Since the U.S. lifted its restrictions on crude oil exports in December 2015, a dozen new countries have joined its long-term export partner Canada, which had been exempt from these restrictions.
The U.S. is currently exporting crude in the thousands of barrels per day, while importing in the millions of barrels per day. However, with oil prices now recovering from February’s ten-year-lows, some companies are ramping up drilling efforts, especially in shale plays that have stayed profitable even in the sub-US$45-50 oil price.
Healthy demand in Asia and an over-reliance on Russian oil in some parts of Europe are also steering potential buyers toward U.S. crude oil.
Of course, the U.S. is likely to embrace the opportunity that oil affords to form new alliances, boost ties with existing allies, or grab chunks of markets traditionally held by Russia or OPEC producers.
In the first five months after the export restrictions were lifted, U.S. crude oil exports averaged 501,000 barrels per day, or 9 percent more than the full-year 2015 daily average, the U.S. Energy Information Administration (EIA) said in August.

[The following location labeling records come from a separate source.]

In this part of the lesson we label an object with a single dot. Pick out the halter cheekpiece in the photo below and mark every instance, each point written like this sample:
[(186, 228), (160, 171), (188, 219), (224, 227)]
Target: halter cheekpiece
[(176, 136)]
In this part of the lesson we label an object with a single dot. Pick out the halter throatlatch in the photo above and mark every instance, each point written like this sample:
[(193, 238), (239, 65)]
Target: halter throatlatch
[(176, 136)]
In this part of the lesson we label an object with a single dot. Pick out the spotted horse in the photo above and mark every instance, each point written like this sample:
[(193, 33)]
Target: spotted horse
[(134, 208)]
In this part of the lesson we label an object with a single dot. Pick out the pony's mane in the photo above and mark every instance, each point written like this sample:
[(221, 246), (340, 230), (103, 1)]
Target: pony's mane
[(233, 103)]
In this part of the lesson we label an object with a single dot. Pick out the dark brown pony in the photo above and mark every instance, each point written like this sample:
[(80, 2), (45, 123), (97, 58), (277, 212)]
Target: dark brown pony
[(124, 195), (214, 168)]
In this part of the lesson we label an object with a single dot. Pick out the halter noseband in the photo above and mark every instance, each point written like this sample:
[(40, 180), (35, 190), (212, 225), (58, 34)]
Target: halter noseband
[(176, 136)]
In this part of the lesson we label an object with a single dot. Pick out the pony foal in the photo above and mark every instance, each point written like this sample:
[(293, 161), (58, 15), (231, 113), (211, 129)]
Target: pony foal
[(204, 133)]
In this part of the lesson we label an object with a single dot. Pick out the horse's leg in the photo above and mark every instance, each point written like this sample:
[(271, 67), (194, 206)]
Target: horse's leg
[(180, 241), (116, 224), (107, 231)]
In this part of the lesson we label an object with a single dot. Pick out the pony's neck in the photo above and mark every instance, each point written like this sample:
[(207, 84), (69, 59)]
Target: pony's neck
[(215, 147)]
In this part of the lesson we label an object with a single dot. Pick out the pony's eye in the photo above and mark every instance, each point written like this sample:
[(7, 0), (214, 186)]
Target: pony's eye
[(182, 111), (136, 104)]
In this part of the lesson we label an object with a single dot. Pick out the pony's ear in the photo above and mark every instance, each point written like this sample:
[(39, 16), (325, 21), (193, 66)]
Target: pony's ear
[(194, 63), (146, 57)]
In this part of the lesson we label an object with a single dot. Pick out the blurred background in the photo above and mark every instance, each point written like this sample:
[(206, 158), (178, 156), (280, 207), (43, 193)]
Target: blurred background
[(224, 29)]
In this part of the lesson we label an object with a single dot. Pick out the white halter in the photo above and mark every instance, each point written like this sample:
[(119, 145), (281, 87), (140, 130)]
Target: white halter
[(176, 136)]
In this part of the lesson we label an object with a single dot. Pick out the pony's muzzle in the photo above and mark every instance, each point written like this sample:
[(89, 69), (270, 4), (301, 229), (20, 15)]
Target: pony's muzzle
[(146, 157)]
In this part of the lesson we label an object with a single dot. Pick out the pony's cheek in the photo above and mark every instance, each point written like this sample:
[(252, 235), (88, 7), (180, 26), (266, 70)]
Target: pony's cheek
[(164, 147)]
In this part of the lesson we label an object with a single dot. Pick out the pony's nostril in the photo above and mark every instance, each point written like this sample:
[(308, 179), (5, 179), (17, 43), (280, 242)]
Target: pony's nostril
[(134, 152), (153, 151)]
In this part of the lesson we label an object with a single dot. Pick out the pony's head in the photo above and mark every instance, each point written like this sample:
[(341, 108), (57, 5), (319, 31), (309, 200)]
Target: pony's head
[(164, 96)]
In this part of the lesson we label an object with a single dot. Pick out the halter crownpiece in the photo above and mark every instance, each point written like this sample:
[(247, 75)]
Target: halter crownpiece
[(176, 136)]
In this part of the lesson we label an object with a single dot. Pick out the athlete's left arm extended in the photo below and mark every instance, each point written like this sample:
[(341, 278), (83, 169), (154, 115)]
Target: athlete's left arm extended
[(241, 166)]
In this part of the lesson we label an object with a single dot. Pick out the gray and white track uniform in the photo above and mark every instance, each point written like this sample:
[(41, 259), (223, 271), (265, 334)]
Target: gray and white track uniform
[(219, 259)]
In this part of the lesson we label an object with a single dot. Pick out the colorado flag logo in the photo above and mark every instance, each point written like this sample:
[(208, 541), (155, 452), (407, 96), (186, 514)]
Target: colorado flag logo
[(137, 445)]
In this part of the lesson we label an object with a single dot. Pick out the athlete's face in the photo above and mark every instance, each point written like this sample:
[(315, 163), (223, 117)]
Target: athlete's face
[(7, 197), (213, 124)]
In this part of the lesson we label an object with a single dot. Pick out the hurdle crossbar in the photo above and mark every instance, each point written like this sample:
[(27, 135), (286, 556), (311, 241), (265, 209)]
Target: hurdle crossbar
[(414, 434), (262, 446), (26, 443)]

During those first five months, U.S. crude oil had been shipped to 16 different nations, and other than Canada, Curacao, the Netherlands, Japan and Italy became top buyers of U.S. crude.
These destinations are quite logical. Curacao hosts a refinery of Venezuela’s state-held PDVSA. The Netherlands is home to Europe’s largest port, the Port of Rotterdam. Japan needs energy imports as it struggles with the aftermath of the Fukushima disaster, while Italy, one of Europe’s largest energy consumers, depends on imports to meet around 90 percent of its oil and gas needs.
The U.S., for its part, imported 7.016 million bpd of crude oil in the week of October 21. That same week, it exported 415,000 bpd of crude. The exports are just a drop in the ocean, but it’s a start.
U.S. shale resources are enormous, estimated at 59 billion barrels of technically recoverable tight oil, which ranks the U.S. second in the world after Russia in terms of shale oil resources.
The U.S. shale companies are slashing costs, streamlining operations, and drilling in basins that are profitable, such as the Permian in West Texas. This Permian is expected to add another 30,000 barrels per day in November, which could take output in that play to record levels – over 2 million barrels per day. The combined decline in the Eagle Ford, Bakken and the other big shale basins is the smallest expected monthly decrease in a year and a half, a signal that the worst of the downturn may be over.
So when the shale industry starts to grow again (as it inevitably will), and with exports no longer restricted, the U.S. will be seeking markets for its crude and will be competing with both OPEC producers and non-OPEC members, including Russia.
The battle for market share will also be a battle for geopolitical influence— reducing Europe’s dependence on Russian imports being one example of this.
“The downturn in prices has forced producers to think carefully about the alliances they want to build,” Richard Mallinson at Energy Aspects told the Financial Times.
Shortly after the export restrictions were lifted in February of this year, Mark P. Mills said that the U.S. now accounts for the majority of the world’s new petroleum supply, in his report ‘Expanding America's Petroleum Power: Geopolitics in the Third Oil Era’.
Mills also argues: “If, in the next decade, the U.S. were to replicate the shale production growth of this past decade, the nation would reap not only a second shale boom, but also a tectonic shift in the geopolitical status quo.”
Until the U.S. ramps up its crude oil exports to some significant degree, the global glut may somewhat ease (which is expected in late 2017). Apart from shifting the geopolitical turf, however, the U.S. will also have to factor in tanker rates, WTI/Brent price spreads, and of course, crude oil prices.